Вышел на амвон священник, одетый в золотые одежды, затянул молитву, и хор подхватил на разные голоса.
Алеша протиснулся к выходу, моргнул, но Илейка решил терпеливо выстоять. На него смотрел Христос взглядом, сковывающим волю. Илейка чувствовал, как поднимается в душе какое-то незнакомое чувство, смутное и немного тревожное...
Молебен кончился, Илейка поспешил к выходу, вздохнул глубоко на паперти, когда увидел бездонное звездное небо. За спиной толпилось купечество. Батюшка выдвинулся вперед:
– Братия! Мы за содеянные на земле грехи достойны несчетных кар, мы сами повинны в постигшем нас бедствии. Мы ожидали врагов денно и нощно, вознося восставшему из мертвых молитвы, обливая слезами пол храма...
– Не части, батюшка! – громко перебил Алеша.– Будто жук в ухе сидит!
– Говорю вам,– повысил голос священник, – обратитесь в лоно православной церкви нашей! Видите, сей герой уверовал в истинного бога, и всевышний даровал ему победу. Сам архангел Гавриил вложил ему в руку меч и витал над ним всю тяжкую битву. Это его карающей десницею разбито полчище язычников! Его провидением спасен град наш Чернигов! Его невидимыми мечами!
– Ай, нет, епискуп! – выкрикнул вдруг Попович.– Не мечами – топорами да дрекольем побили печенегов! Верно ли говорю, люди?
– Верно! Верно! – послышались со всех сторон восхищенные возгласы.– Вилами да косами погромили степняков! Мы! Мы!
– Сатанаил владеет твоею душой,– махнул рукой священник, чтобы унесли хоругви и знамена, – ждет тебя небесная кара, в преисподнюю сойдешь.
– Не страшно, батюшка! – остановил его Алеша.– Ведь ты поводырем будешь!
– В геенне огненной будешь подвешен за пуп, изгой, неприкаянная душа твоя! – возмутился епискуп, и купцы затопали на Алешу ногами.
– Не смей хулить бога! – поддержал их Илья.
– Бросить его в поруб без окошечка! Посидит – уверует!
– Что же вы мешкаете, христиане? Гог и Магог он, богохульник, анафеме его предать! Отца родного обворовал, из святого писания листы выдергивал, святым распятием гвозди вбивал! Хватайте его!
– А ну, попробуй,– ответил Алеша. – Посмотрим, кто кого.
Алеша смеялся над толпой именитых, стоивших на паперти, потряхивал молодецки кудрями и был готов отразить нападение. А внизу одобрительно гудела толпа:
– Что бог, что князь – все одинаково, всем дань неси.
– Попово брюхо из семи овчин сшито!
Епискуп открыл было рот, чтобы извергнуть на Алешу новый поток брани, но вдруг остановился, именитые застыли с поднятыми кулаками: из середины их вышел содой, благообразного вида старик, опирающийся па посох.
– Воевода Претич! – прошептал кто-то с почтением в голосе и умолк.

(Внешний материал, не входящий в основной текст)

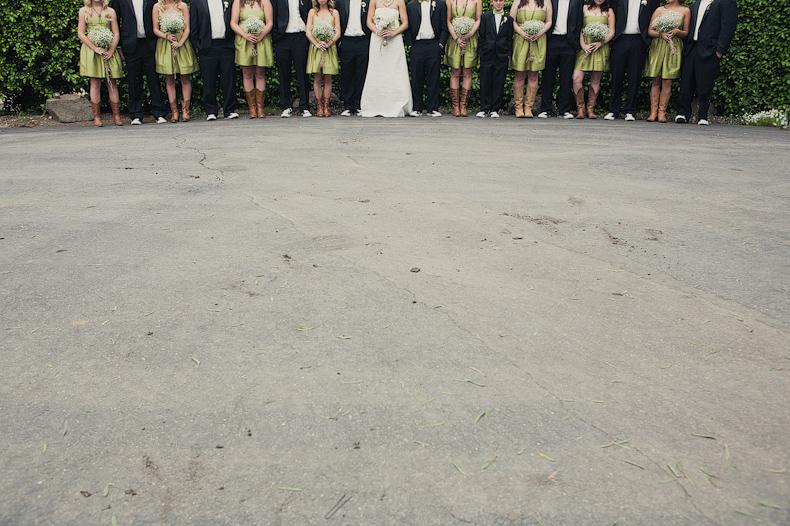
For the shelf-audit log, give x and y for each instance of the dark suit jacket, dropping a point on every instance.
(438, 21)
(200, 25)
(575, 19)
(493, 46)
(127, 22)
(342, 7)
(717, 28)
(281, 13)
(620, 8)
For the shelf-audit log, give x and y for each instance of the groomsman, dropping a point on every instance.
(209, 22)
(494, 46)
(290, 48)
(352, 49)
(425, 38)
(711, 30)
(561, 46)
(628, 52)
(137, 46)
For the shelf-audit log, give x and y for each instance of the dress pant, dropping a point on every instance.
(627, 57)
(697, 74)
(425, 57)
(291, 50)
(353, 55)
(560, 55)
(492, 84)
(218, 60)
(138, 63)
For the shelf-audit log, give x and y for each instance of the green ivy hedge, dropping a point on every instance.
(39, 55)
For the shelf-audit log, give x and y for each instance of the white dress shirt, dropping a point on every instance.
(561, 26)
(216, 13)
(354, 26)
(632, 22)
(703, 7)
(138, 14)
(426, 29)
(295, 22)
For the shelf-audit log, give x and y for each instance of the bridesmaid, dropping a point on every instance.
(521, 12)
(252, 66)
(92, 14)
(184, 62)
(597, 59)
(468, 43)
(661, 64)
(323, 10)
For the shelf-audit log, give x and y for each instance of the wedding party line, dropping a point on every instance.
(549, 44)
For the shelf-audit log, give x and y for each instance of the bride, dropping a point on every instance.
(387, 90)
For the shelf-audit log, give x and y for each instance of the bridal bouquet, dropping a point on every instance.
(462, 25)
(102, 37)
(532, 27)
(385, 21)
(323, 31)
(595, 32)
(666, 23)
(254, 26)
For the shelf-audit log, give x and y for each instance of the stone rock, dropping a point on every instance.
(70, 108)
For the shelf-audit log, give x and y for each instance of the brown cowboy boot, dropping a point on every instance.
(96, 106)
(259, 98)
(653, 107)
(116, 112)
(592, 96)
(518, 101)
(580, 104)
(251, 104)
(529, 100)
(464, 101)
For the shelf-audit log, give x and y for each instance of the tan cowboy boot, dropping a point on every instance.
(96, 106)
(580, 104)
(592, 96)
(653, 107)
(518, 101)
(251, 104)
(116, 112)
(454, 101)
(464, 101)
(529, 100)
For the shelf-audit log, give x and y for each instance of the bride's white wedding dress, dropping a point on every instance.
(387, 90)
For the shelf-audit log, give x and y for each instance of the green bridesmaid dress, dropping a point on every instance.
(91, 63)
(331, 64)
(520, 60)
(452, 56)
(661, 62)
(265, 52)
(184, 62)
(598, 60)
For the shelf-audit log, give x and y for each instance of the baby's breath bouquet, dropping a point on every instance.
(532, 27)
(102, 37)
(667, 22)
(595, 32)
(254, 26)
(385, 20)
(462, 25)
(323, 31)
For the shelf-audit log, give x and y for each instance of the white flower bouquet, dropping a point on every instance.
(462, 25)
(532, 27)
(323, 31)
(385, 20)
(667, 22)
(254, 26)
(595, 32)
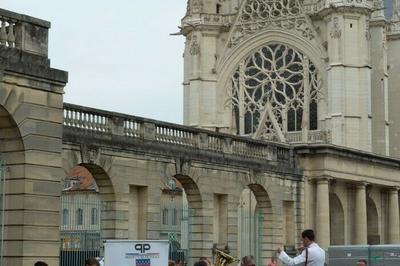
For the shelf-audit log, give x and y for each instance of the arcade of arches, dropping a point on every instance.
(244, 195)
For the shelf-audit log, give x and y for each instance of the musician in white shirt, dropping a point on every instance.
(311, 254)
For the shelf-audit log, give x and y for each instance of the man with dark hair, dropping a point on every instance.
(361, 263)
(41, 263)
(92, 262)
(311, 254)
(248, 261)
(201, 263)
(206, 260)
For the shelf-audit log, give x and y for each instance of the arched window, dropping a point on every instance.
(274, 91)
(79, 217)
(165, 216)
(65, 217)
(175, 217)
(94, 216)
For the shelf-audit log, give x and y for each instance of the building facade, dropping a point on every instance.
(305, 72)
(290, 123)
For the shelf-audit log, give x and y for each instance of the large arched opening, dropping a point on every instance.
(88, 214)
(175, 217)
(373, 236)
(12, 158)
(255, 224)
(192, 227)
(336, 216)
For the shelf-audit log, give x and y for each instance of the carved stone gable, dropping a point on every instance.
(257, 15)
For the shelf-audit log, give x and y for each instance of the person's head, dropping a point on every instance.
(200, 263)
(361, 263)
(41, 263)
(92, 262)
(308, 237)
(248, 261)
(206, 260)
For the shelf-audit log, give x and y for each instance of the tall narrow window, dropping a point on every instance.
(165, 216)
(79, 217)
(95, 216)
(272, 90)
(218, 8)
(65, 216)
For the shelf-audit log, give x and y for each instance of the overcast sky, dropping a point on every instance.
(119, 54)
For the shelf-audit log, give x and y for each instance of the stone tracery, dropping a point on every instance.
(273, 91)
(258, 15)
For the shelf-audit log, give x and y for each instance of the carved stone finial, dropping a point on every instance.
(195, 6)
(194, 46)
(335, 32)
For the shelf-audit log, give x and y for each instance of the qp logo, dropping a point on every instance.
(142, 248)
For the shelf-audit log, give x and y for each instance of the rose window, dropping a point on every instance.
(275, 92)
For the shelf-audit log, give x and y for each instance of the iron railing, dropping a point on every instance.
(2, 206)
(80, 227)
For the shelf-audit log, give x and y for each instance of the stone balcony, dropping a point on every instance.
(207, 20)
(22, 32)
(105, 125)
(321, 5)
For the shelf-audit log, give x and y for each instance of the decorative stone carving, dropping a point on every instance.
(194, 46)
(335, 32)
(90, 154)
(257, 15)
(271, 89)
(195, 6)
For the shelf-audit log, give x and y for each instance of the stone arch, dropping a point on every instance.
(373, 236)
(197, 228)
(108, 200)
(12, 169)
(263, 223)
(227, 65)
(336, 216)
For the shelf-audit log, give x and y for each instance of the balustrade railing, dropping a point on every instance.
(94, 121)
(209, 19)
(314, 136)
(23, 32)
(86, 120)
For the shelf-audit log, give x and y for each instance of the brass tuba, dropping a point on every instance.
(223, 259)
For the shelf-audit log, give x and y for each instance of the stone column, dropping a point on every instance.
(322, 213)
(360, 220)
(393, 219)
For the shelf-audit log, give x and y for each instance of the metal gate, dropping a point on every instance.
(2, 205)
(80, 230)
(175, 227)
(251, 234)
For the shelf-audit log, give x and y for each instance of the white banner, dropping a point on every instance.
(136, 253)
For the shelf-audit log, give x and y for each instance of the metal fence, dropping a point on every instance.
(251, 234)
(80, 230)
(2, 206)
(176, 227)
(375, 255)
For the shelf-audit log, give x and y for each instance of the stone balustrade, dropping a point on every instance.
(106, 123)
(208, 19)
(22, 32)
(317, 6)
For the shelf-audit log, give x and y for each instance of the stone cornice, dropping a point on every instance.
(345, 153)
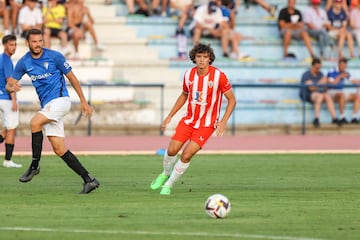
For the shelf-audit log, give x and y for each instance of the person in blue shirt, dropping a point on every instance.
(46, 69)
(337, 77)
(316, 94)
(8, 103)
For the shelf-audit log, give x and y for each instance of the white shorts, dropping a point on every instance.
(9, 118)
(55, 110)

Воцарилась тишина, даже слышно было, как потрескивали в храме свечи. Воевода неторопливо подошел к Алеше, стал, оперся на посох обеими руками. Он был очень стар, но в его осанке еще чувствовалась прежняя сила, черною ночкой смотрели из-под косматых бровей пронзительные глаза. Тряхнул гривой волос – всем показалось: иней должен посыпаться.
– Имя? – коротко спросил он.
– Алеша Попович из Ростова! Наш славнейший витязь! – закричали в один голос толпы людей. – Это он с Муромцем спас Чернигов! Не замайте их, светлые бояре! Но тронь их, Претич!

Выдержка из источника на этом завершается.